Erfolg im Kampf gegen das Regietheater: "Tannhäuser" in Düsseldorf nach Publikumsprotesten abgesetzt!

  • Wenn die Regie gegen die Handlungsstränge und gegen die durch die Musik unterstrichenen psychologischen Charakterisierungen der Figuren anarbeitet, dann sehe auch ich das als ein anmassendes Vergehen gegenüber dem Kunstwerk an.
    Bühnenbild und Kostüme müssen dem Verständnis, dem Miterleben des grossen menschlischen Dramas dienlich sein.
    Allerdings kann ich nicht jenen Standpunkt teilen, bei dem man z.B. bei Mozart meint, dass so eine Oper nur noch in Rokoko-Kostümen aufgeführt werden dürfe.
    Jetzt weiss ich nicht, ob Holgers Argumentation gemeint war, als hier jemand von "fadenscheinig" sprach.
    In seinem Fall wäre das ziemlich ungerecht. Ich respektiere seine Beiträge sehr und empfinde diese als bereichernd.
    Man wird gezwungen, die eigene Positionen zu überprüfen, was ich für ausserordentlich gesund halte.
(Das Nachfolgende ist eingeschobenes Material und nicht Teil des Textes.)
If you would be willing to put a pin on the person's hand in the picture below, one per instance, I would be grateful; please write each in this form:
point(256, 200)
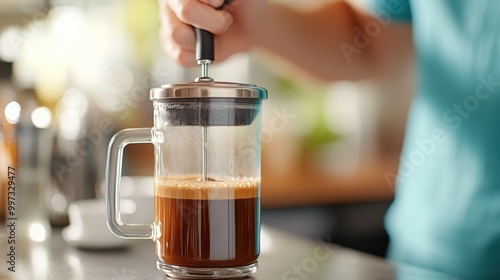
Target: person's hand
point(234, 27)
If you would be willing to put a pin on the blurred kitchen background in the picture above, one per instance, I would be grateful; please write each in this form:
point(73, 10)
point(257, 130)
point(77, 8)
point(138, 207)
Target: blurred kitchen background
point(73, 72)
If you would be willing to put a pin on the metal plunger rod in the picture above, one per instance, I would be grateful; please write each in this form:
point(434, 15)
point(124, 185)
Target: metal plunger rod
point(205, 57)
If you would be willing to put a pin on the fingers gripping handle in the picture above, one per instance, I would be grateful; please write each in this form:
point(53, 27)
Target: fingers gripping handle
point(205, 42)
point(113, 175)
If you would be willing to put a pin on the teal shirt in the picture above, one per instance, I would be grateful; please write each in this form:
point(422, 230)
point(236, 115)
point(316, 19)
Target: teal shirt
point(446, 214)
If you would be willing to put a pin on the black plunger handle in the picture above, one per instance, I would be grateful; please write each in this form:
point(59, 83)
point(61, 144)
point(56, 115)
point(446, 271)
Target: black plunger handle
point(205, 41)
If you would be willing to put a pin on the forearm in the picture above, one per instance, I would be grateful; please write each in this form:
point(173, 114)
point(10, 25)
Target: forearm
point(321, 41)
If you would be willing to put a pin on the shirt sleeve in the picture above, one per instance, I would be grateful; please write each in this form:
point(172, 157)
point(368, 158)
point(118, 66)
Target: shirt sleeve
point(390, 10)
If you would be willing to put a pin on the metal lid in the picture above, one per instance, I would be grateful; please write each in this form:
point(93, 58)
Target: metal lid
point(208, 89)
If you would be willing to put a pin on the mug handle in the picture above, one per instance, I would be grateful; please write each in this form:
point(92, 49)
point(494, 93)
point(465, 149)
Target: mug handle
point(113, 175)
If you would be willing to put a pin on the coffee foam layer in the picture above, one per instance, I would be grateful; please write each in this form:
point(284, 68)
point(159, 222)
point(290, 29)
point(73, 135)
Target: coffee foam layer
point(195, 189)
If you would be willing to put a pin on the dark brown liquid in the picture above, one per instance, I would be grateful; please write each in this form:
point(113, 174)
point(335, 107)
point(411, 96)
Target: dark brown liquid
point(207, 224)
    Genau wie ein Mensch mit einer Spenderniere leben kann, ist es mir auch (je nach dem, wie es realisiert wurde) möglich, einen solche "Organtransplantation" akzeptieren zu können. Was aber nicht geht, ist z.B. eine Herztransplantation machen zu wollen, und statt eines neuen Herzens eine Niere einzusetzen. Damit tötet man den Menschen, oder eben ein Kunstwerk.


    So gesehen kann ich mich Holgers Argumentation durchaus anschliessen, obwohl mein Regiegeschmack wohl eher konservativ ist. Am besten finde ich gemässigte Aufführungen, die - um beim Beispiel Mozart zu bleiben- die Handlung aus dem Rokoko ins Biedermeier oder vieleicht auch in noch eine andere Zeit holen.
    Es ist so ähnlich wie in der Politik: Ob extrem links oder rechts - beides taugt einfach nichts und führt zur Katastrophe. In der Mitte liegt die Vernunft, der Ausgleich, die Balance. Diese hinzubekommen ist sowohl in der Politik als auch in der Kunst eben die wirkliche Kunst.


    Wichtig ist wie gesagt, dass die Handlungs- und Rollenpsychologie verstanden und emotional nachvollzogen werden können. Wenn man also nach einer tragischen Oper auf keinen Fall mehr ins Restaurant gehen kann, dann haben die Leute im Opernhaus etwas richtig gemacht.
    Eine vom Libretto und der Musik her vorgesehene würdige Rolle darf man aber nicht lächerlich machen. Man würde bei "Lord of the Rings" ja auch nicht den Gandalf in Badehose und Schwimmflossen auftreten lassen.


    In jedem Fall bevorzuge ich bei solchen Diskussionen aber immer eine schlüssige Argumentation vor der einfach nur Stimmung machenden Agitation, selbst wenn die Argumente genau in jene Richtung gehen mögen, die meinem Geschmack eher nicht entsprechen.


    Gruss
    Glockenton

    "Jede Note muss wissen woher sie kommt und wohin sie geht" ( Nikolaus Harnoncourt)

  • Wer mal sehen möchte wie gut gemachtes RT aussieht, der sollte sich nach Gelsenkirchen zum Rosenkavalier in einer hervorragenden und kurzweiligen Inszenierung von Philipp Harnoncourt anschauen. Gestern war Premiere und ich werde gleich im Thread "Gestern in der Oper" darüber berichten.

  • Gelsenkirchen ist ein interessantes Haus. Dort gab es seinerzeit mal eine sehr gelungene 'Lustige Witwe'. Das Orchester saß auf der Bühne und spielte gelegentlich mit ... will sagen, wurde szenisch eingebaut. (Eine harmlose und charmante Form von Regietheater ...) Ist aber schon eine Weile her. Auch 'Tod in Venedig' und 'Fall des Hauses Usher' waren damals sehr sehenswert dort.